Gli asparagi sono molto impiegati per le diete drenanti e ipocaloriche perché apportano molta acqua ma sviluppano meno di 30 calorie ogni 100 grammi; digeribili e leggeri, disintossicano e favoriscono il benessere del fegato. Inoltre, sono completamente privi di colesterolo e hanno livelli molto bassi di grassi. Contengono vitamina A, vitamine del gruppo B e vitamina C, indispensabile per il sistema immunitario e l’apparato circolatorio; sono presenti anche i carotenoidi, sostanze che agiscono sulla cute. Gli asparagi contengono molti sali minerali come il fosforo, il ferro e l’acido folico, particolarmente importante per le donne in gravidanza.
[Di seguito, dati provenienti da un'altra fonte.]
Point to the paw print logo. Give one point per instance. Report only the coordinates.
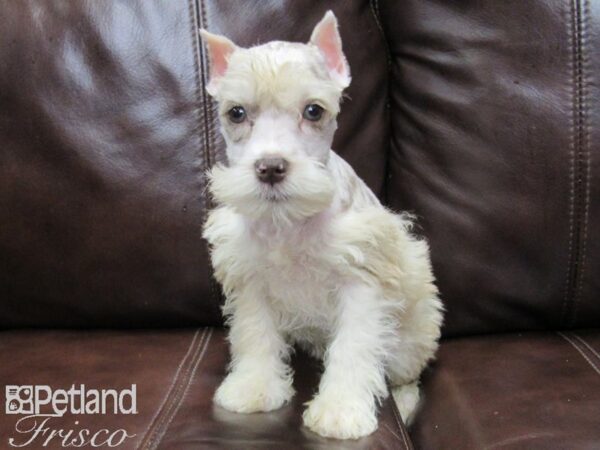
(19, 399)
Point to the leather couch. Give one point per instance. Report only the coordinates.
(482, 117)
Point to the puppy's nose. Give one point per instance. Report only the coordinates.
(271, 170)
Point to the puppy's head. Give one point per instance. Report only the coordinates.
(278, 104)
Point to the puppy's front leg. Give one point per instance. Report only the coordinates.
(345, 407)
(259, 378)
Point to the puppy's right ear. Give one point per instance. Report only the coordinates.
(219, 50)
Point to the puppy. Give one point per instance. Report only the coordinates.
(305, 252)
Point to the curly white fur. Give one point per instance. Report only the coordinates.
(315, 260)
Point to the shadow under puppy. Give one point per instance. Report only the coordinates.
(305, 252)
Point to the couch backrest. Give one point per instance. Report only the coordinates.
(495, 145)
(105, 135)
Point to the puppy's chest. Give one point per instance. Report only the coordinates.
(300, 282)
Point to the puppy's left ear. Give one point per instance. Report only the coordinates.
(326, 37)
(219, 51)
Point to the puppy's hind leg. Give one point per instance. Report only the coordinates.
(417, 342)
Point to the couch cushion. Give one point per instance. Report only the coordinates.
(176, 373)
(495, 112)
(105, 137)
(521, 391)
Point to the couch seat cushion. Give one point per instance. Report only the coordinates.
(520, 391)
(175, 373)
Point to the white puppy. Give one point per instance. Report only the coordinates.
(304, 250)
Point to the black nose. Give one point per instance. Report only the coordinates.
(271, 170)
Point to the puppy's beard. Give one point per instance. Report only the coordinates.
(307, 190)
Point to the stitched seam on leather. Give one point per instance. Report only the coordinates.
(153, 439)
(209, 132)
(590, 348)
(374, 5)
(387, 427)
(581, 352)
(169, 391)
(188, 384)
(577, 212)
(584, 156)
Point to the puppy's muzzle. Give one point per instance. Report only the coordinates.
(271, 170)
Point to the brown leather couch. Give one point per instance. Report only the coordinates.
(482, 117)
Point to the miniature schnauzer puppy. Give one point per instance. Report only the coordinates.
(304, 250)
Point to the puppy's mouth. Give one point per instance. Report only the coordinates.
(273, 194)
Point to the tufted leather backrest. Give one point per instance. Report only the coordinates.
(105, 135)
(495, 144)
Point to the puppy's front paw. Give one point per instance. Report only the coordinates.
(340, 418)
(248, 393)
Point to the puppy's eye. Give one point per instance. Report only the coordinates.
(237, 114)
(313, 112)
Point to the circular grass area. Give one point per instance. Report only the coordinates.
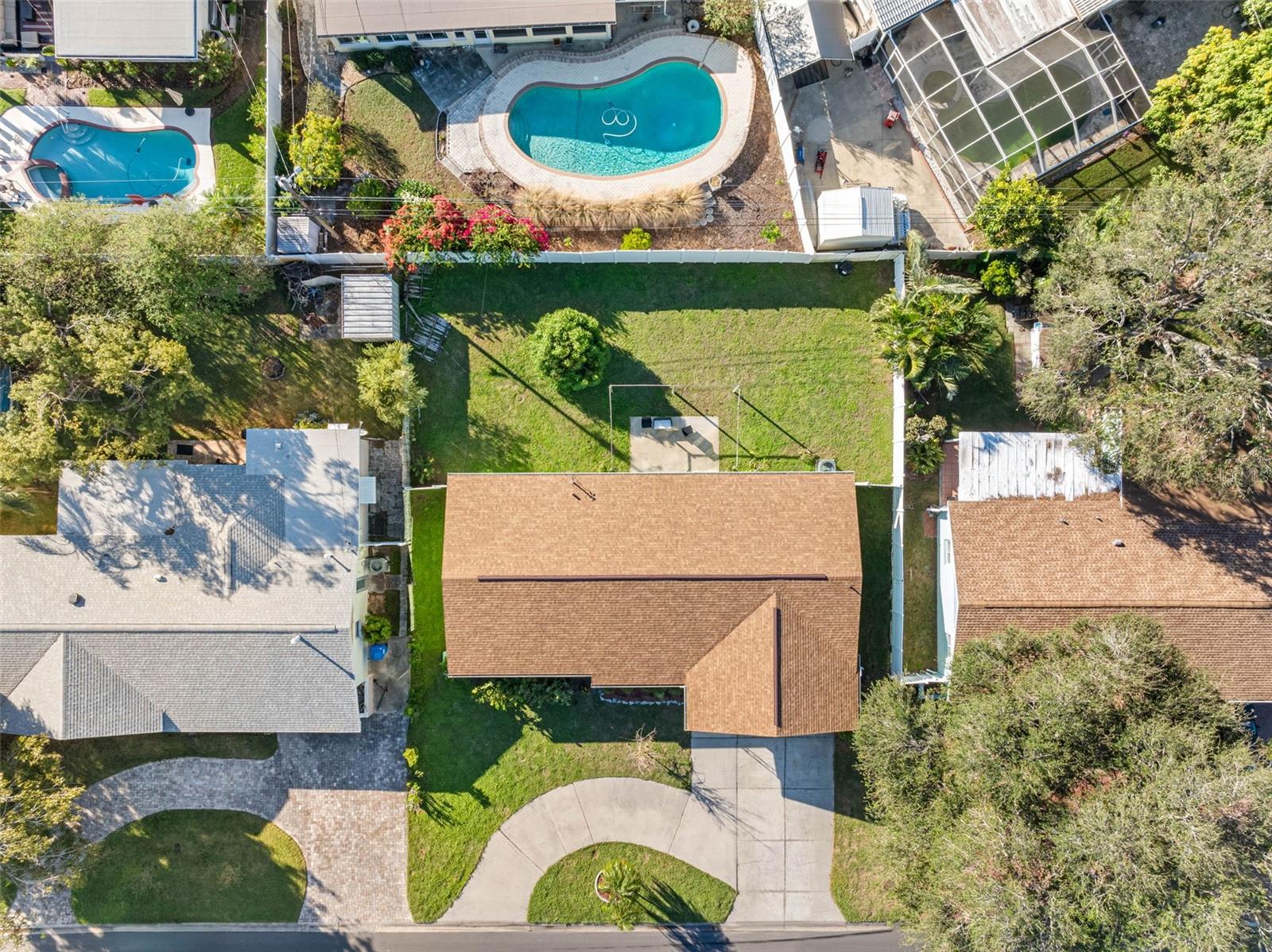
(674, 892)
(194, 866)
Secondo uno studio svolto in Pakistan, presso l’Università di Karachi gli asparagi potrebbero essere utili nella lotta al diabete di tipo 2, detto anche alimentare. Lo studio, condotto su delle cavie, ha mostrato che questi ortaggi sono in grado di ridurre i valori di zucchero favorendo anche la produzione di insulina.
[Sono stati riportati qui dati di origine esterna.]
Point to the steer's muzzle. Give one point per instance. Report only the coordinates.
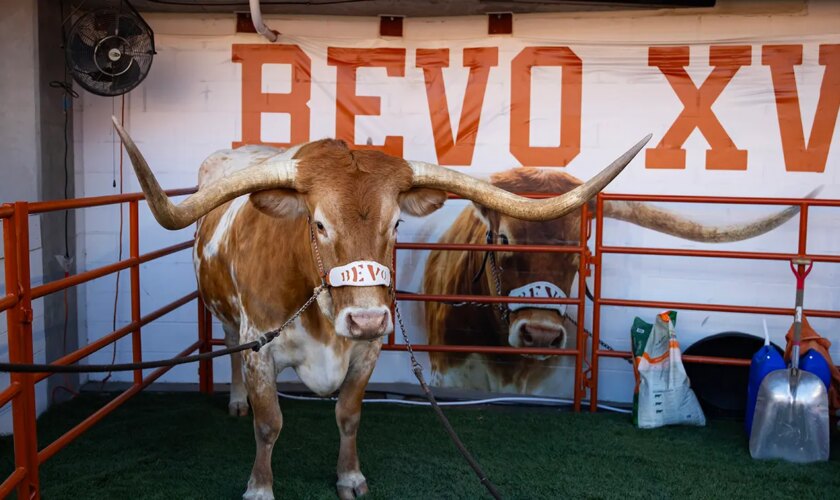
(537, 328)
(360, 323)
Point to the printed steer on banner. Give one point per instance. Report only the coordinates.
(529, 274)
(273, 224)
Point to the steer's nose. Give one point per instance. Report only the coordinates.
(367, 324)
(533, 335)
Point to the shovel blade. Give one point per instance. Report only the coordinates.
(791, 418)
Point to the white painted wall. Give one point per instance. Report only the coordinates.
(190, 106)
(20, 153)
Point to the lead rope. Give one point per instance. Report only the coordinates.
(418, 372)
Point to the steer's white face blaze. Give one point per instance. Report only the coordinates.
(534, 326)
(353, 201)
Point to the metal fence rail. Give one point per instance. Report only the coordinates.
(17, 304)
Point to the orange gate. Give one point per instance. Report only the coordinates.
(17, 303)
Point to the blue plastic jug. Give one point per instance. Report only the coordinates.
(815, 363)
(766, 360)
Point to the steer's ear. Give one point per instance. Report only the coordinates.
(421, 201)
(279, 202)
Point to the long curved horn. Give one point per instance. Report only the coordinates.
(665, 221)
(437, 177)
(270, 174)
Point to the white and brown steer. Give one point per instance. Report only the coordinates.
(255, 263)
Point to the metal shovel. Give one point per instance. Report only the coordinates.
(791, 412)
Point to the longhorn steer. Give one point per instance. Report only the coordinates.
(264, 214)
(453, 272)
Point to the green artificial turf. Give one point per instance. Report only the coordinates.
(186, 446)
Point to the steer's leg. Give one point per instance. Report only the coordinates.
(238, 404)
(351, 483)
(260, 380)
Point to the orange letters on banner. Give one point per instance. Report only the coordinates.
(432, 61)
(800, 157)
(570, 106)
(697, 107)
(255, 102)
(348, 104)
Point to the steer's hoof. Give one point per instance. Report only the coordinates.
(238, 408)
(258, 494)
(350, 493)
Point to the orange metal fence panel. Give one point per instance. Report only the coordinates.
(601, 249)
(17, 304)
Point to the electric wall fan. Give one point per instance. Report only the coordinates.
(109, 51)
Consigli per scegliere e consumare gli asparagi
Al momento dell’acquisto è importante privilegiare asparagi turgidi, senza macchie e di colore brillante. E’ consigliabile consumarli in breve tempo ma si possono tenere, per qualche giorno, all’interno di un bicchiere d’acqua oppure in frigorifero nel reparto delle verdure all’interno di un sacchetto di carta .
In commercio si trovano molto facilmente gli asparagi surgelati che sono subito pronti all’uso.
Esistono più varietà di asparagi che variano secondo le zone di produzione; oltre ai coltivati si possono gustare quelli selvatici che si distinguono per il sapore più marcato e le dimensioni minori.
Il modo migliore per mantenere il più possibile inalterate le loro proprietà è mangiarli crudi oppure al vapore. Gli asparagi si prestano a molteplici abbinamenti, per esempio con le uova, i salumi, pasta e riso. La parte inferiore del gambo, che è più dura, non deve essere scartata perché si può impiegare per realizzare molte preparazioni come brodi, zuppe, minestre o salutari vellutate.
Gli asparagi non sono indicati per coloro che hanno disturbi a carico delle vie urinarie o dei reni.